Movie Review: Broken City

By Stephen Rebello


On the heels of Les Misérables, in the new political corruption thriller Broken City.

Director: Allen Hughes

MPAA Rating: R

Studio: Regency Enterprises

On the heels of Les Misérables, in the new political corruption thriller Broken City, Russell Crowe wears that familiar hangdog “Who do I have to screw to get off this movie?” look the whole time. Not that we blame him.

Broken City—featuring Crowe as the mayor of New York who hires disgraced, recovering alcoholic ex-cop Mark Wahlberg to shadow his hot-to-trot wife, Catherine Zeta-Jones—isn’t so much broken as it is borrowed from better written, better directed thrillers like Chinatown or a handful of others directed by the likes of the late, lamented Alan Pakula and Sidney Lumet.
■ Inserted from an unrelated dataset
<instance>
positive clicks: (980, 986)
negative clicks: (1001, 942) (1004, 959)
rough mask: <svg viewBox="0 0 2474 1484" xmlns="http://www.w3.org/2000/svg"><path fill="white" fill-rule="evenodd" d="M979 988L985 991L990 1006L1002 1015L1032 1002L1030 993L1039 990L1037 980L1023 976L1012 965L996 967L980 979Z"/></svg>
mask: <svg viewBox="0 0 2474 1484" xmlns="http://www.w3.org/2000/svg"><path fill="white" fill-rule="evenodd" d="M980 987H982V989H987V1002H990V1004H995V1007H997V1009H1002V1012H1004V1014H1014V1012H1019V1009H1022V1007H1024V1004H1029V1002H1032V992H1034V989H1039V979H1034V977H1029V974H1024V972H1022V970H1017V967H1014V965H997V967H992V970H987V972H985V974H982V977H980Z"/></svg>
You know the drill in these things: no one is telling the truth, everyone has something to hide and the rot trickles down straight from the top. As directed by Allen Hughes (a universe away from his and brother Albert Hughes’ terrific debut flick Menace II Society), the big cover-up in Brian Tucker’s twisty screenplay leads to revelations of gazillion-dollar land development scams, sex and murder. Big shockeroo, right? Every cast member, including Kyle Chandler, Natalie Martinez, Alona Tal and Jeffrey Wright, looks uncomfortable and unconvincing. At times, the whole pulpy, bizarrely homophobic mess skates merrily close to Bad Movies We Love territory.

If only. In the end, though, Broken City is just too dull and warmed-over to make an impact. Move along, nothing to see here.